Somewhere in your organization, right now, there is an employee who authorized a third-party AI tool last quarter. They clicked through the permissions screen in under ten seconds. They have long since forgotten about it. That authorization is still active. The vendor who built that tool may have been compromised last month. And no one on your security team has any idea this access exists.

This is not a hypothetical. It is exactly what happened to Vercel in 2026 — and the attack pattern it represents has become the defining breach vector of the year. Welcome to the age of OAuth supply chain attacks, where your perimeter isn’t your firewall. It’s every third-party application your employees have ever trusted. The pattern mirrors the CISA credential leak from the same window: long-lived, over-privileged access sitting in places nobody was monitoring.

3,750%
Surge in OAuth phishing attacks, 2025 → 2026
6wks
Undetected attacker dwell time inside Vercel’s systems
61%
Of organizations hit by third-party breach in 2025–26
01 / 05

Monday Morning, One Click, Six Weeks of Access

The story starts the way most modern breaches start — not with a sophisticated attack, but with a completely ordinary moment. A Vercel employee authorized Context.ai, a small AI productivity tool, to connect to their Google Workspace account. The permissions screen offered the usual vague assurances. The employee clicked through. The integration worked as advertised. Life continued normally.
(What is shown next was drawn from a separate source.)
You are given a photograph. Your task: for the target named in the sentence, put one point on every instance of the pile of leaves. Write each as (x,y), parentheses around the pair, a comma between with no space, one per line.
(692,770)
What happened next was invisible to everyone at Vercel for the better part of two months. In approximately February 2026, threat actors deployed a Lumma Stealer infection against Context.ai’s own systems. Lumma Stealer is a commodity infostealer — cheap to buy, widely available, designed to harvest credentials and session tokens from infected machines. When it hit Context.ai, it found something far more valuable than a password: it found OAuth session tokens representing active, authenticated connections to Context.ai’s enterprise customers, including Vercel.

Those tokens didn’t just represent access to Context.ai’s own systems. Because the employee had granted broad Google Workspace permissions during the original authorization, the stolen tokens were skeleton keys — able to authenticate as a known, trusted application, bypassing every MFA control Vercel had in place, and operating with the same implicit trust as a legitimate employee session. This is why privileged access management must extend to every OAuth-connected application, not just human accounts.

“One employee granting broad Workspace permissions to a third-party AI tool gave attackers an inherited trust path into Vercel’s deployment systems. The breach wasn’t discovered by Vercel’s security team — it was discovered when the attacker chose to monetize publicly.”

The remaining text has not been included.